The Order was directed at the issues that the government was able to deal with, while vague threats were heard about removing the benefit of the block exemption in the UK under Article 8 of the regulation, something that the government hoped to persuade the European Commission to do: or, more controversially, for the UK government itself to seek unilaterally to disapply the block exemption. Neither of these ideas ever bore fruit, although the 2002 changes to the regulation had a very similar effect.

The Competition Commission had found that there was a substantial discrepancy in the way the fleet market and the dealer market operated, with fleet buyers able to negotiate competitive discounts for bulk purchasers and dealers only being able to get supplies at a single basic prices regardless of volume, but on sale or return terms. Hence the remedy in the order of allowing dealers to buy supplies outright on terms similar to those offered for comparable volumes to fleet buyers. It used the power of the competitive fleet market to drive down prices in the uncompetitive dealer market - or so the government hoped.

It would not, of course, be as simple as it looked. Nothing in the car market ever is. Dealers are intermediaries and fleet customers end-users, though they also had an important role (especially the daily hire companies) as manufacturers of 6-month old used cars, the supply of which was a huge distorting factor with a major impact on the new car market. Dealers had other benefits from their relationship with the manufacturer, too, and the Order allowed the value of benefits offered to dealers but not to fleet customers to be taken into account when comparing prices.

Manufacturers would also have been aware that when they negotiated in future with fleet purchasers, any discounts they gave them would have an effect on the discounts they would have to offer to dealers. The more competitive fleet market might have become less competitive as a result of the Competition Commission's activities, which would be ironic to say the least.

The Order also contained an information remedy, without which it is hard to see how it might ever have worked. Suppliers had to notify dealers, at regular intervals, of the discount terms on which they were prepared to supply various volumes of cars: and those terms had to reflect those offered to fleets in line with the non-discrimination remedy. The Competition Commission had rejected the idea of recommending that wholesale prices be published because that might well have restricted competition in the fleet sector.

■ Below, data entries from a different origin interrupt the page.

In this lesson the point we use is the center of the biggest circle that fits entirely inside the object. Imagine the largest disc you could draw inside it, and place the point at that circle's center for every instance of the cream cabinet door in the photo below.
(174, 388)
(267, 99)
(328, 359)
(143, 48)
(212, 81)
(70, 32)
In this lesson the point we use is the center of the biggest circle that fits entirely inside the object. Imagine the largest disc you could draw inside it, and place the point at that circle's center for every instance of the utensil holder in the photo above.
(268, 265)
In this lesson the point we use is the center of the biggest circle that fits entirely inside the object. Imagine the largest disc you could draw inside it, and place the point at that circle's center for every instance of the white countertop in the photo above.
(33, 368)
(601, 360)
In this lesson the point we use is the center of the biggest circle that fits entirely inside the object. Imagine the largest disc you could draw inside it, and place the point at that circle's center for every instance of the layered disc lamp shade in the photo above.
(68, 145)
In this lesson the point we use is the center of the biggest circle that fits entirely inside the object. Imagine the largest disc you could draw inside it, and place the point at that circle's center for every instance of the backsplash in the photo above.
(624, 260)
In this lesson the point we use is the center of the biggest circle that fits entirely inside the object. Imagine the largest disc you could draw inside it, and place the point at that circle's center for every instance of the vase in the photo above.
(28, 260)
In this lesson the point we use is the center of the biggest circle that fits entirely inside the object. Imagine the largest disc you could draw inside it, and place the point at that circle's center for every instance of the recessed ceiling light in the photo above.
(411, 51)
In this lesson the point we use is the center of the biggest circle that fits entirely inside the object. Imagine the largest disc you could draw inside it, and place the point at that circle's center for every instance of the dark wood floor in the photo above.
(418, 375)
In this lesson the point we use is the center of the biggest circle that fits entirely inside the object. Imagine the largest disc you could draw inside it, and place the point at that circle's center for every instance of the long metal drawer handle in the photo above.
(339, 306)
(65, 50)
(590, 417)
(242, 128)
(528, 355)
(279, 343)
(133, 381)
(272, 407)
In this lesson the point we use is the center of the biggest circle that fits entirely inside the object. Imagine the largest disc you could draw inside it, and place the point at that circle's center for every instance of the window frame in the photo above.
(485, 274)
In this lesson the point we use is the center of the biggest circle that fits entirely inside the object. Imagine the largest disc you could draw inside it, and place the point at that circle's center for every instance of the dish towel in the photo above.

Suppliers also had to publish information about the number of pre-registered cars supplied, and the gross income received by the supplier from those sales. Pre-registrations were seen as another major distorting factor, and of course were never very popular with dealers. As recently as 2012, KPMG were reporting that car sales seemed to be holding up very well and attributing this to pre-registrations, which it suggested were not being reported as candidly as the legislation required. (Perhaps the manufacturers had forgotten the Order existed?) In 2011, AM reported an employment tribunal case in which allegations about unlawful pre-registrations played a part. And only last autumn, Fleet News revealed that leasing companies were being offered different terms according to whether the car would go to an individual or business customer. So we forget this obscure little piece of legislation at our peril!